IL CEMENTO GALLARATESE

Si è concluso ieri il primo grado del processo Lo.li.ta a carico dell’ex dirigente dell’urbanistica gallaratese Gigi Bossi, di Federica Motta e Riccardo Papa. Per tutti la condanna per corruzione, con l’aggiunta per Bossi del reato di abuso d’ufficio e per Riccardo Papa di peculato (avendo addebitato all’ordine degli architetti l’acquisto in una gioielleria gallaratese).
Una sentenza che, insieme a quella del febbraio scorso che condannò per estorsione Nino Cainiello e Piermichele Miano (in relazione alla costruzione nell’area ex-Maino, dove è sorta l’Esselunga), mette in luce il legame fra cemento e questione morale.
Lo dicevamo da tempo. E purtroppo a ragione. Stante ovviamente la possibilità per tutti i condannati di ricorrere in appello. Lo dicevamo più di recente, in occasione della frettolosa e tutt’altro che trasparente approvazione del PGT nell’alba della giunta di centrodestra. Dicevamo che non solo di cemento trattava il Consiglio comunale sul PGT. In gioco era anche la questione morale.
Lo dicevamo nell’agosto del 2010 quando con l’abbattimento di Casa Calcaterra di via Roma, l’impresa Bonicalzi fece un comunicato durissimo in cui affermava di non avere mai pagato tangenti, lasciando intendere che questa non era pratica comune nella nostra città.

Lo dicevamo da anni, sottolineando come l’eccessivo proliferare di gru in ogni angolo della città, mentre aumentavano gli immobili invenduti e sfitti, doveva fare riflettere. Certo non sapevamo quanto il processo ha fatto emergere in questi anni.
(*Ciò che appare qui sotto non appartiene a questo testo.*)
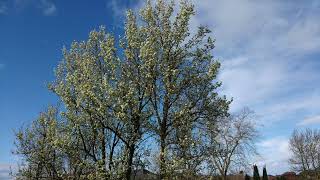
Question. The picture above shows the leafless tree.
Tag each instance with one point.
(305, 148)
(232, 143)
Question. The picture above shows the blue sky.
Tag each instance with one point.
(269, 51)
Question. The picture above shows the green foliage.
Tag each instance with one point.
(158, 80)
(247, 177)
(265, 175)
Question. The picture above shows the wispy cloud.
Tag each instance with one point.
(274, 154)
(119, 7)
(310, 121)
(48, 7)
(265, 48)
(5, 170)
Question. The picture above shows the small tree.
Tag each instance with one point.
(265, 175)
(246, 177)
(256, 175)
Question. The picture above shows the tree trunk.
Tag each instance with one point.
(162, 158)
(129, 162)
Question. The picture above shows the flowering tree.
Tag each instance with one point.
(158, 80)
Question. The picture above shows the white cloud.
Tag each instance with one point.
(274, 154)
(3, 8)
(119, 7)
(268, 53)
(48, 7)
(5, 170)
(310, 121)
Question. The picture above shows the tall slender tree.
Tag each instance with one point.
(265, 175)
(256, 175)
(158, 80)
(181, 72)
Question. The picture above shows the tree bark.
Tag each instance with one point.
(129, 162)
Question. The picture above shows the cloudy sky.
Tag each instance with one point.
(269, 51)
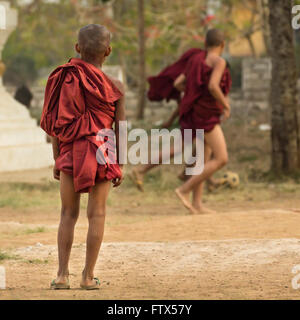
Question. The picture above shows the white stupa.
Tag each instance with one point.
(22, 143)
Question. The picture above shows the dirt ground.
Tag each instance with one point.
(153, 249)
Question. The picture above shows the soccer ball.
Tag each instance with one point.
(231, 179)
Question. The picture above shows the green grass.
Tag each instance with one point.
(6, 256)
(29, 195)
(35, 230)
(37, 261)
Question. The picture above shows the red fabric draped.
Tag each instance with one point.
(79, 101)
(161, 86)
(198, 108)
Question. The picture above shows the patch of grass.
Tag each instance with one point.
(29, 195)
(6, 256)
(35, 230)
(248, 158)
(37, 261)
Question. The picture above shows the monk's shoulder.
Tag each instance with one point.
(119, 84)
(218, 62)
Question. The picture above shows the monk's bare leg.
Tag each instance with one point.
(142, 170)
(96, 215)
(69, 215)
(216, 141)
(198, 190)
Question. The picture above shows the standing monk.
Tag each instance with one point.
(80, 100)
(207, 83)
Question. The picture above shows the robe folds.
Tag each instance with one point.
(79, 101)
(198, 108)
(162, 85)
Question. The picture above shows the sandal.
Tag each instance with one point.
(59, 286)
(95, 286)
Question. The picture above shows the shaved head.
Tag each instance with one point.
(93, 41)
(214, 38)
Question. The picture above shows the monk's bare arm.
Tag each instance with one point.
(214, 83)
(55, 148)
(172, 118)
(120, 116)
(179, 83)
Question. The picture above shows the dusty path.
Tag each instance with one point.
(153, 249)
(232, 269)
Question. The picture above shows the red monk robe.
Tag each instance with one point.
(162, 85)
(79, 101)
(198, 108)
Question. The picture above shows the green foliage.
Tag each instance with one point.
(44, 37)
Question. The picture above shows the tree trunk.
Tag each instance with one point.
(142, 72)
(283, 97)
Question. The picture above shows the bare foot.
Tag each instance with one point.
(138, 179)
(89, 282)
(203, 210)
(184, 197)
(62, 279)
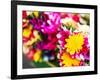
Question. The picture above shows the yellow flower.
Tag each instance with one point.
(34, 39)
(37, 56)
(67, 61)
(74, 43)
(36, 13)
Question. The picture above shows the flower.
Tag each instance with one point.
(70, 23)
(66, 60)
(74, 43)
(37, 56)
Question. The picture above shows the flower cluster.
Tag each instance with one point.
(56, 37)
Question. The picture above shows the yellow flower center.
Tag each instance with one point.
(74, 43)
(68, 61)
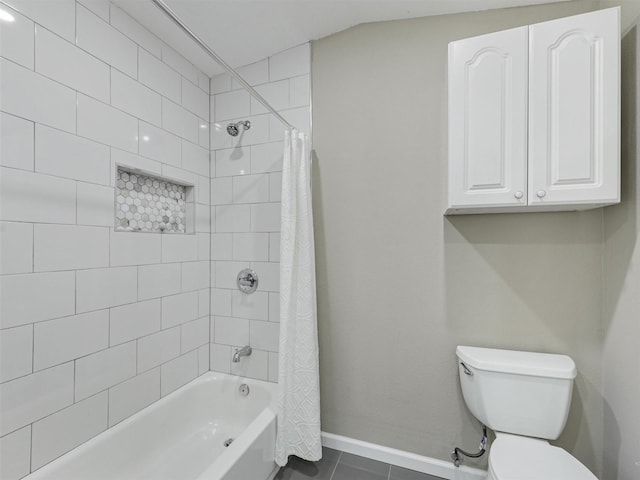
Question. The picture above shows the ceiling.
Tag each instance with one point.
(245, 31)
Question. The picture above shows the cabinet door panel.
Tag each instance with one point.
(574, 109)
(487, 119)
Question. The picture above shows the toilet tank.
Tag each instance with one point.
(523, 393)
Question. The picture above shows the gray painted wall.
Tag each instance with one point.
(622, 293)
(399, 285)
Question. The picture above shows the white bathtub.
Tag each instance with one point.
(181, 437)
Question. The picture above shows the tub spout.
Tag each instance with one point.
(241, 352)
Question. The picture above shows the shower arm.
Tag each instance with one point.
(174, 17)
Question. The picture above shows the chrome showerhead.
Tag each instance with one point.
(234, 128)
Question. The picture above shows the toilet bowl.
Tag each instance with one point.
(514, 457)
(524, 397)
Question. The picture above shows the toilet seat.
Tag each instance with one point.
(514, 457)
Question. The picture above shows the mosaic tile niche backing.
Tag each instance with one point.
(149, 204)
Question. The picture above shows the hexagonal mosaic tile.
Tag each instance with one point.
(148, 204)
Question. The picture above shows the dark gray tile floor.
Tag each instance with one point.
(337, 465)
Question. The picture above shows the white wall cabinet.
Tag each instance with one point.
(534, 117)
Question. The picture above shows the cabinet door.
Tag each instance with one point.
(488, 120)
(574, 110)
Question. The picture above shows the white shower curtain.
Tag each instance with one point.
(299, 397)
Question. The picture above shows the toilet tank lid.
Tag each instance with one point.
(516, 362)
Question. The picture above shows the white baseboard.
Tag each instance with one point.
(401, 458)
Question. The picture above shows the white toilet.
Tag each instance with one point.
(525, 398)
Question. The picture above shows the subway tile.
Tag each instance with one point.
(264, 335)
(32, 197)
(275, 93)
(195, 276)
(233, 218)
(221, 191)
(59, 16)
(220, 358)
(105, 42)
(232, 105)
(179, 248)
(58, 341)
(16, 248)
(254, 366)
(178, 372)
(105, 124)
(16, 40)
(158, 348)
(27, 399)
(254, 74)
(203, 359)
(204, 246)
(135, 320)
(64, 62)
(299, 91)
(159, 76)
(253, 307)
(274, 247)
(275, 187)
(16, 146)
(158, 280)
(290, 63)
(225, 273)
(267, 157)
(16, 352)
(251, 246)
(105, 287)
(180, 121)
(159, 145)
(195, 100)
(222, 246)
(129, 248)
(230, 331)
(179, 63)
(274, 361)
(30, 95)
(134, 98)
(204, 189)
(221, 302)
(55, 293)
(65, 430)
(269, 274)
(69, 247)
(136, 32)
(265, 217)
(95, 205)
(133, 161)
(133, 395)
(274, 306)
(203, 302)
(102, 370)
(194, 334)
(251, 189)
(195, 158)
(15, 454)
(64, 155)
(220, 83)
(179, 309)
(99, 7)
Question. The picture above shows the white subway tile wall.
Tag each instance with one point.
(246, 179)
(94, 324)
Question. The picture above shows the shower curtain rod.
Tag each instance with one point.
(172, 15)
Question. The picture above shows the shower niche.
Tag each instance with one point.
(152, 204)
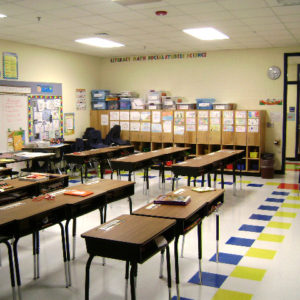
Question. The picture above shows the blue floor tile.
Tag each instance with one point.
(251, 228)
(280, 193)
(260, 217)
(240, 242)
(227, 258)
(276, 200)
(209, 279)
(268, 207)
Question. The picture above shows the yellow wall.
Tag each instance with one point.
(49, 65)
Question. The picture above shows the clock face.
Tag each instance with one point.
(274, 72)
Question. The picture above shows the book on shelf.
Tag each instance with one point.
(34, 177)
(78, 193)
(172, 199)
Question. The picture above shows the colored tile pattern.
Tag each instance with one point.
(227, 258)
(231, 295)
(248, 273)
(261, 253)
(251, 228)
(277, 238)
(240, 242)
(209, 279)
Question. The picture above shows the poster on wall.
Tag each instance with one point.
(69, 123)
(81, 99)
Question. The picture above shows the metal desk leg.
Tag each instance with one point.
(87, 277)
(169, 273)
(177, 267)
(200, 251)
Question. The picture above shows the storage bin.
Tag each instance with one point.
(228, 106)
(98, 104)
(115, 104)
(100, 94)
(186, 106)
(125, 104)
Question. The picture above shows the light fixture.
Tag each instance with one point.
(98, 42)
(206, 33)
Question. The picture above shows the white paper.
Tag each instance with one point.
(145, 126)
(135, 116)
(124, 115)
(114, 116)
(156, 117)
(135, 126)
(167, 126)
(156, 127)
(124, 126)
(179, 130)
(104, 119)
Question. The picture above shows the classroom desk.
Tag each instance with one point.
(98, 155)
(133, 239)
(144, 160)
(24, 188)
(208, 163)
(187, 217)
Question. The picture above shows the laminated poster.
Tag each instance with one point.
(240, 128)
(179, 130)
(203, 114)
(135, 116)
(104, 120)
(146, 116)
(113, 123)
(145, 126)
(124, 126)
(203, 128)
(156, 117)
(114, 115)
(167, 126)
(156, 127)
(135, 126)
(191, 127)
(124, 116)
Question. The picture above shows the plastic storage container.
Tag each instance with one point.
(266, 165)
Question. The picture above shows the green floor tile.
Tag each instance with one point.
(231, 295)
(281, 225)
(261, 253)
(293, 198)
(290, 205)
(285, 214)
(248, 273)
(277, 238)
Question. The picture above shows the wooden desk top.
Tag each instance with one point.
(94, 152)
(149, 155)
(211, 158)
(130, 229)
(179, 212)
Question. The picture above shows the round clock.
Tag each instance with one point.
(274, 72)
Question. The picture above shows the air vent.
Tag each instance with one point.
(134, 2)
(288, 2)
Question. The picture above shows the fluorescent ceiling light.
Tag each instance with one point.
(207, 33)
(98, 42)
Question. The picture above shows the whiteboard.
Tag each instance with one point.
(13, 116)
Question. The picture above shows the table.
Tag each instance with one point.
(99, 155)
(133, 239)
(144, 160)
(208, 163)
(187, 217)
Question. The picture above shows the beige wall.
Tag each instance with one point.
(49, 65)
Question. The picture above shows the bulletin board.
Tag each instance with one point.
(45, 117)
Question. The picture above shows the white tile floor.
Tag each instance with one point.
(280, 280)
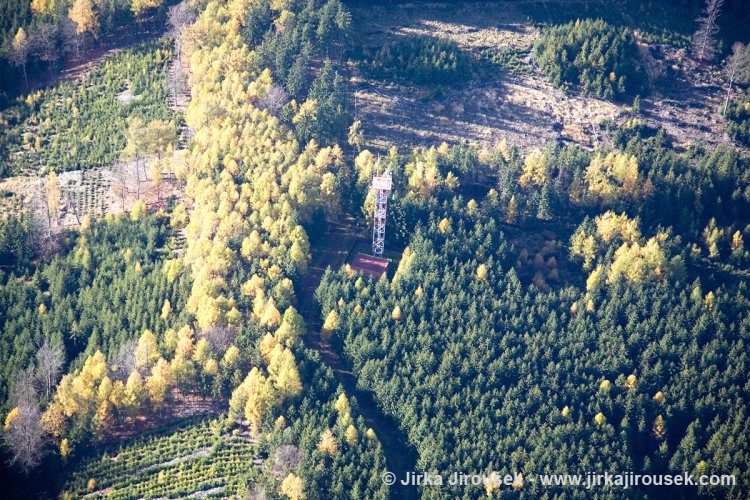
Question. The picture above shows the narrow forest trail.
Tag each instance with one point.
(332, 251)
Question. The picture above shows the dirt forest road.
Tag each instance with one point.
(332, 251)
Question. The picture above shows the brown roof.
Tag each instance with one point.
(370, 265)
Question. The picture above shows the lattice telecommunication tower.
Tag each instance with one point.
(381, 188)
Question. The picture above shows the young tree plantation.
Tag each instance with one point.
(194, 302)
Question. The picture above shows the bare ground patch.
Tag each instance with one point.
(526, 110)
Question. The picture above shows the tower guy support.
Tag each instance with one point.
(381, 188)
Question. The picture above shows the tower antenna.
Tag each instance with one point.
(381, 188)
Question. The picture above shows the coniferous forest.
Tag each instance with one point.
(186, 192)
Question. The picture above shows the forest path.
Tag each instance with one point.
(332, 250)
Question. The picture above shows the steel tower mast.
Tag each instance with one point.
(381, 188)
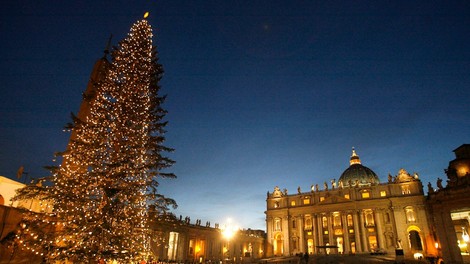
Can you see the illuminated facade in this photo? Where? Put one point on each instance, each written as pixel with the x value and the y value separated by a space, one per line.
pixel 449 209
pixel 357 214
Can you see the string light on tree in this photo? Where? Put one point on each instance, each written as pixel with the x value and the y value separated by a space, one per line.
pixel 97 203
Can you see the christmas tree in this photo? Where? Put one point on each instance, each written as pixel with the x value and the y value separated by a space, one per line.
pixel 97 204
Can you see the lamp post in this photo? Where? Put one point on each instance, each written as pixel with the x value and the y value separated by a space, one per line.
pixel 228 231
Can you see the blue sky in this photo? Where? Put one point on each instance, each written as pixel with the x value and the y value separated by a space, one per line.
pixel 260 93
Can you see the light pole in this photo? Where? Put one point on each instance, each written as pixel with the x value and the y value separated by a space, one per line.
pixel 228 232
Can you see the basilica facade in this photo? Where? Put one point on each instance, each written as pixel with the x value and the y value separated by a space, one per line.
pixel 357 214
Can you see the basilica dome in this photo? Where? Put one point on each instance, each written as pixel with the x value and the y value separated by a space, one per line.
pixel 357 174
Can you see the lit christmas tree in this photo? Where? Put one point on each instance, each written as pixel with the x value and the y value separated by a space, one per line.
pixel 97 204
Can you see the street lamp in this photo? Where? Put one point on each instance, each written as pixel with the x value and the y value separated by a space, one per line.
pixel 228 231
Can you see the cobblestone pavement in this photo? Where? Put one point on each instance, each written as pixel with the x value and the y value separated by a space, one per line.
pixel 341 259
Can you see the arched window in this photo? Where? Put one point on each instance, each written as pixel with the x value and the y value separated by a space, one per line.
pixel 277 224
pixel 387 218
pixel 336 219
pixel 350 220
pixel 324 222
pixel 308 223
pixel 369 216
pixel 410 214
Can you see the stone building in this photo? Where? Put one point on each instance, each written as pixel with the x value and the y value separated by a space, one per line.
pixel 449 209
pixel 356 214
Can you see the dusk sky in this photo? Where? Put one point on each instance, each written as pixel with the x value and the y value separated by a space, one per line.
pixel 260 93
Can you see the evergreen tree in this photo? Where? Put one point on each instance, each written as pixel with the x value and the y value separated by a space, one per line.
pixel 98 202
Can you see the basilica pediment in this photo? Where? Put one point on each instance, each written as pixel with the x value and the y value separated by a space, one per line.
pixel 332 199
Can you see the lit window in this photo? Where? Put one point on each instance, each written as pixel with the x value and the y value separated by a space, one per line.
pixel 405 189
pixel 410 214
pixel 369 217
pixel 277 225
pixel 337 219
pixel 349 217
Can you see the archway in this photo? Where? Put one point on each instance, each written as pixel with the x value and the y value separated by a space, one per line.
pixel 278 249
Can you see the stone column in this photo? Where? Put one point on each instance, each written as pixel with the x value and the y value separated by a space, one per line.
pixel 301 228
pixel 320 231
pixel 380 232
pixel 365 242
pixel 315 232
pixel 344 222
pixel 357 232
pixel 287 235
pixel 331 231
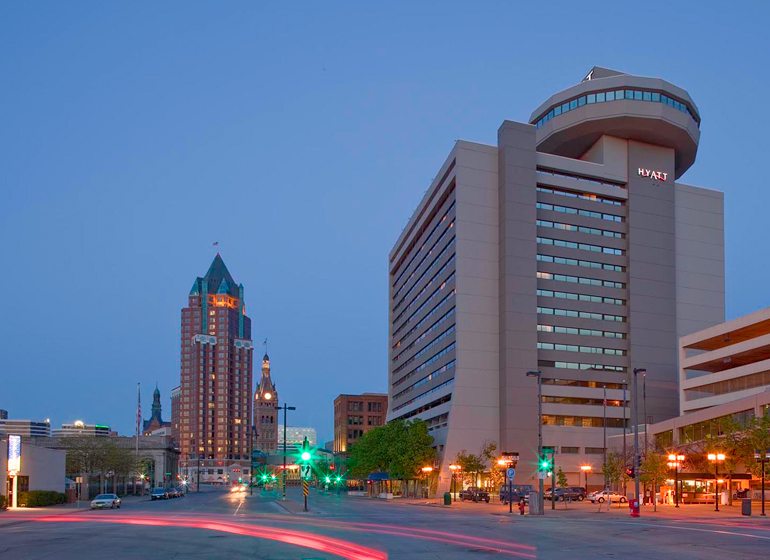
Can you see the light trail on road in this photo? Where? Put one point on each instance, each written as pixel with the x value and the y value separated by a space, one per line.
pixel 320 543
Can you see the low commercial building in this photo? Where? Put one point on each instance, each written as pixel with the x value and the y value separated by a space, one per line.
pixel 724 374
pixel 25 428
pixel 39 468
pixel 80 428
pixel 354 415
pixel 295 435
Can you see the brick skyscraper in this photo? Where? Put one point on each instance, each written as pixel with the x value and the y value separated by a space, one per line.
pixel 216 379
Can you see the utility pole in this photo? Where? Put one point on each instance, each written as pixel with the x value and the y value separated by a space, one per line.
pixel 285 408
pixel 636 434
pixel 541 484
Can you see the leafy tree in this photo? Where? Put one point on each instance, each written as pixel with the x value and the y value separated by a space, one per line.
pixel 471 465
pixel 614 468
pixel 561 478
pixel 654 470
pixel 756 438
pixel 400 448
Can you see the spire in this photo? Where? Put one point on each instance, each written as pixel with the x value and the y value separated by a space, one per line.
pixel 217 275
pixel 224 288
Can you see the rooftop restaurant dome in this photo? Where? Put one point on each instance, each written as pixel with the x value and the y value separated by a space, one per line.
pixel 610 102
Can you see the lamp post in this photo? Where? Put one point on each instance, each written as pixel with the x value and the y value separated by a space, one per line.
pixel 674 462
pixel 762 460
pixel 426 472
pixel 285 408
pixel 636 433
pixel 586 470
pixel 454 469
pixel 716 458
pixel 541 485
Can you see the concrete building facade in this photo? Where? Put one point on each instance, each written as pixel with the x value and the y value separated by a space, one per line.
pixel 25 428
pixel 295 435
pixel 354 415
pixel 571 248
pixel 80 428
pixel 41 468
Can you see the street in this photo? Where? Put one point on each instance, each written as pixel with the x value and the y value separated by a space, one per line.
pixel 215 524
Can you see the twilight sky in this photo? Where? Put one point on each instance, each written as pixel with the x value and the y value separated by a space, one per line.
pixel 135 134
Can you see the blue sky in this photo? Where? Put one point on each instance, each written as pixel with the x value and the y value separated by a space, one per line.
pixel 300 136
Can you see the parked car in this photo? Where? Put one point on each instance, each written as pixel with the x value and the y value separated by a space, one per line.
pixel 159 494
pixel 518 491
pixel 575 493
pixel 474 493
pixel 604 495
pixel 103 501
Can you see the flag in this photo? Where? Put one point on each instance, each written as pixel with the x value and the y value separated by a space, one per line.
pixel 138 409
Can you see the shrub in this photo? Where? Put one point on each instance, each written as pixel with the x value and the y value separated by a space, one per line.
pixel 41 498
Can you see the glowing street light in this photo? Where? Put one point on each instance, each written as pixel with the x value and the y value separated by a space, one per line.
pixel 586 470
pixel 716 458
pixel 675 461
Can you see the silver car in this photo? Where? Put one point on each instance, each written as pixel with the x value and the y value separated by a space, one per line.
pixel 103 501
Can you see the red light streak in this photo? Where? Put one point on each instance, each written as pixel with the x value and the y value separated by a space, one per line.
pixel 337 547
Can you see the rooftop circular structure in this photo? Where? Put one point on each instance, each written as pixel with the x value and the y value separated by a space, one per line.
pixel 611 103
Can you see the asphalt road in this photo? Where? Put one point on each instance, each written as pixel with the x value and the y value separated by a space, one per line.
pixel 215 525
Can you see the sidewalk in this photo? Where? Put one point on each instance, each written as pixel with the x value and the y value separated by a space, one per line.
pixel 688 512
pixel 21 515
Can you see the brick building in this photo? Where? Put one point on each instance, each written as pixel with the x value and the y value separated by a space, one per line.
pixel 354 415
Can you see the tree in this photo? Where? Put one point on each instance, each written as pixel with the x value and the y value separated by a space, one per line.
pixel 400 448
pixel 757 438
pixel 654 470
pixel 471 465
pixel 614 468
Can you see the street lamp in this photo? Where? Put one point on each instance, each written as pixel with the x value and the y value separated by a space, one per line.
pixel 674 462
pixel 454 469
pixel 586 470
pixel 716 458
pixel 541 484
pixel 636 461
pixel 285 408
pixel 762 459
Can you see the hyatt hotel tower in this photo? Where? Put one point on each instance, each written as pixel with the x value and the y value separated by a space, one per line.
pixel 571 248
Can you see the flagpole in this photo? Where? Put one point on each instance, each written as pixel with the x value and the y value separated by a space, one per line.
pixel 138 420
pixel 604 403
Lo avessimo saputo, ne avremmo subito informato la Procura. Ma pure denunciavamo come il consiglio comunale era tenuto spesso all’oscuro di decisioni riguardanti l’urbanistica.
Per questo non ci stiamo nell’essere paragonati a chi, nella maggioranza, nulla vedette, sentì, criticò. Perché in quel giorno del 26 maggio 2008 in cui vennero eseguiti gli arresti, c’era chi dava la propria solidarietà all’ex dirigente e chi invece, dall’opposizione, chiedeva trasparenza. L’avevamo chiesta prima e abbiamo continuato a farlo. Lo facciamo anche ora. Solo che ora, insieme a tutta la maggioranza, la trasparenza la garantiamo.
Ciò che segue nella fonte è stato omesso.